NYCHA residents are fighting back, not only against eviction, but also to win resident management of NYCHA buildings, and to get public funding for needed repairs and conversions to green energy. They oppose privatization schemes like RAD and the so-called “Blueprint for Change.” (RAD is a national program to put public housing under private management; the Blueprint is a plan to put all NYCHA residents on Section 8 vouchers instead of Section 9 leases.) Both schemes would devastate public housing residents’ access to legal protections in exchange for shoddy cosmetic repairs. This has already happened in properties that have been converted to RAD. Some residents accept RAD because they desperately need real repairs to plumbing, heating, crumbling and moldy walls, broken elevators, etc. The NYCHA workers’ union sees privatization as a union-busting effort, introducing outsourced labor.

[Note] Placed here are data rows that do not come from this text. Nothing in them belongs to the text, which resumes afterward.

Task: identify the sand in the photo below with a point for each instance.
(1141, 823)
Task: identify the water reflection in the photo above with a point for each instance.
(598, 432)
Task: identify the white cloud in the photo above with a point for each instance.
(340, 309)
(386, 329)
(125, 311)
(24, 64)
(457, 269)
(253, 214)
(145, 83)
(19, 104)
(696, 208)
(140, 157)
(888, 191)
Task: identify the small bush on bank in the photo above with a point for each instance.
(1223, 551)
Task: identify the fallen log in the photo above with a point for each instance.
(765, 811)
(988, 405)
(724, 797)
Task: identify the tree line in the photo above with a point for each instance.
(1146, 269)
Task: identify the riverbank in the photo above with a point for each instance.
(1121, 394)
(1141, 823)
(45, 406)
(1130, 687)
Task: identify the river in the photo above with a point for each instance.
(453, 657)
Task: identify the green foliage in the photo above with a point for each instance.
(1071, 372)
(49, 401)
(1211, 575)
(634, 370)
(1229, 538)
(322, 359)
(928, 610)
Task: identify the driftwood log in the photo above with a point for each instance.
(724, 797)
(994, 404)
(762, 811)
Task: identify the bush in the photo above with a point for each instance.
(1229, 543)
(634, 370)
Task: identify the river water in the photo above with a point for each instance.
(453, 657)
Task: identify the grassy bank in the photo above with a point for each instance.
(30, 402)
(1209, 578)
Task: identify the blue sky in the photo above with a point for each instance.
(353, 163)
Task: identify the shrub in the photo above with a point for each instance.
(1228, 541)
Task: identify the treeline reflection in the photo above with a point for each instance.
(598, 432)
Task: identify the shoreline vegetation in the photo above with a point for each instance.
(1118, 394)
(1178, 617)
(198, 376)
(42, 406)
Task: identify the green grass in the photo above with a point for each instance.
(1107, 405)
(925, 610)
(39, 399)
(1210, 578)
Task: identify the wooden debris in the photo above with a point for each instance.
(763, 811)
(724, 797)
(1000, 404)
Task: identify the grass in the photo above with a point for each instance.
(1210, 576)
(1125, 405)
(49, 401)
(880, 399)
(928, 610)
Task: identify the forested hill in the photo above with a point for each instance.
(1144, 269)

NYCHA tenants in many groups are organizing against privatization by signing petitions, staging rallies, filing a class action lawsuit, and threatening a rent strike in September. They want a fully-funded and fully-public NYCHA; and jobs for public housing residents to do the repairs and conversion; and a repeal of the Faircloth Amendment that blocks any increase in public housing.

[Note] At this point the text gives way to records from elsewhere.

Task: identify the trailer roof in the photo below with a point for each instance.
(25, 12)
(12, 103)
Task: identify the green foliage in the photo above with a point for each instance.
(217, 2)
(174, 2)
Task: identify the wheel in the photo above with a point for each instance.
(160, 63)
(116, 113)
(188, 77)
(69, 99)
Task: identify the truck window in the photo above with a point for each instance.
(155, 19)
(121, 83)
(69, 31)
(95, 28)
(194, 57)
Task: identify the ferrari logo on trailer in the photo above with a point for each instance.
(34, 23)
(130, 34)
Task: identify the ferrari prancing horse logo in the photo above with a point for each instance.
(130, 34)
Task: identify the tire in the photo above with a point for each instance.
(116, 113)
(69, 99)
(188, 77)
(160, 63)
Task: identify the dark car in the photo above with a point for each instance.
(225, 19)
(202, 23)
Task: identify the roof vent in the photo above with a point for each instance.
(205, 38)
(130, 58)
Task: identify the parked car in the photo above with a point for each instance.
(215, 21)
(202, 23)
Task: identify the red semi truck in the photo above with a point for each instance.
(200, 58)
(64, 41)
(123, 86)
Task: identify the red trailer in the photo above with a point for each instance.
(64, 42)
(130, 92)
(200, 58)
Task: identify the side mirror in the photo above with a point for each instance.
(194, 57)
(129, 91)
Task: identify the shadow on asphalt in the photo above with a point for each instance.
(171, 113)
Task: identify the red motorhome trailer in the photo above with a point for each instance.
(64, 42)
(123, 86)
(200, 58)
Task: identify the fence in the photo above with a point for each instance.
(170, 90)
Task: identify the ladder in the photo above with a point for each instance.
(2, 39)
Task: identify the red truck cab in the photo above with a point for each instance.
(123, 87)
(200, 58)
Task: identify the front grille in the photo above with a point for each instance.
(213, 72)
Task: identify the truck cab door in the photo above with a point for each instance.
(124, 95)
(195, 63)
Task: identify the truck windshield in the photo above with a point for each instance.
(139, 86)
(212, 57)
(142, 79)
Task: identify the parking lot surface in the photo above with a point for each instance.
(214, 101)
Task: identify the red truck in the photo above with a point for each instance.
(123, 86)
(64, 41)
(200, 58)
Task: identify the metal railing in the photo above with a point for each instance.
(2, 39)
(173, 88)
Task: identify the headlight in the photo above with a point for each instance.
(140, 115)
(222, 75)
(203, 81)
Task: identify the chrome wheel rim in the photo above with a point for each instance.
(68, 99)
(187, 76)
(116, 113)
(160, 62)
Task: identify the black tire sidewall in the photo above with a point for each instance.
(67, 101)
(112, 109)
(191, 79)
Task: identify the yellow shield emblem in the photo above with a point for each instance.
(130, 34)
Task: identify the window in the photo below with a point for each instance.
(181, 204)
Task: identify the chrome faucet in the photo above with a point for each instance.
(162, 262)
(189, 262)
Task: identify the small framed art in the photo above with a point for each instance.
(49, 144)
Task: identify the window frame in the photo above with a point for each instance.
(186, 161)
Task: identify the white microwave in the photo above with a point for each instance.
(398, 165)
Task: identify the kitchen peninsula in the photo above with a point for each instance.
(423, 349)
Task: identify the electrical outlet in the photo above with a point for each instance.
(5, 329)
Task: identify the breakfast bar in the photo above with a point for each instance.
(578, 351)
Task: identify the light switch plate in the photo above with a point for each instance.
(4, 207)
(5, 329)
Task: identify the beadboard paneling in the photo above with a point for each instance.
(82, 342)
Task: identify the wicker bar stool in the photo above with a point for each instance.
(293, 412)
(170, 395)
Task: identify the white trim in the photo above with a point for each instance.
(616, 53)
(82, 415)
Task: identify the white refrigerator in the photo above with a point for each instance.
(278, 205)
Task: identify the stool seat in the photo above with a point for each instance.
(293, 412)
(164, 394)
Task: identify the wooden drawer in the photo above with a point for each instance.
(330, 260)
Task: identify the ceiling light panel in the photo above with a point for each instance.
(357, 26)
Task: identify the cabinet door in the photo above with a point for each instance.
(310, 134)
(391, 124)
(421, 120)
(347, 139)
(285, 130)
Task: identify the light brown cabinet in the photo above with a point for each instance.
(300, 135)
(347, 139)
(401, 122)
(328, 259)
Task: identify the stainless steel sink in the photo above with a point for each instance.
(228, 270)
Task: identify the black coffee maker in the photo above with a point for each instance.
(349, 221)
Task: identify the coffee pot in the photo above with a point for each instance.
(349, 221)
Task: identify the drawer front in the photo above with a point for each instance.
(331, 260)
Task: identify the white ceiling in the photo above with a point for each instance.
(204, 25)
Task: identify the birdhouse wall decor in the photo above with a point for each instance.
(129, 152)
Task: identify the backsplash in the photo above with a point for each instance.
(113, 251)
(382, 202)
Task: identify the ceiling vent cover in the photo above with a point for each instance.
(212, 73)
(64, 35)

A resolution before the NYC DSA Convention (September 25) proposes a cohesive coalition of all tenant groups in the city around the slogan “Housing is a Human Right.” It’s part of a national movement whose moment has arrived. As Cori Bush said, “Our government has allowed this crisis to continue and worsen for too long… It is our duty to make people’s lives better. Ending this crisis requires a comprehensive approach. We all have a role to play.”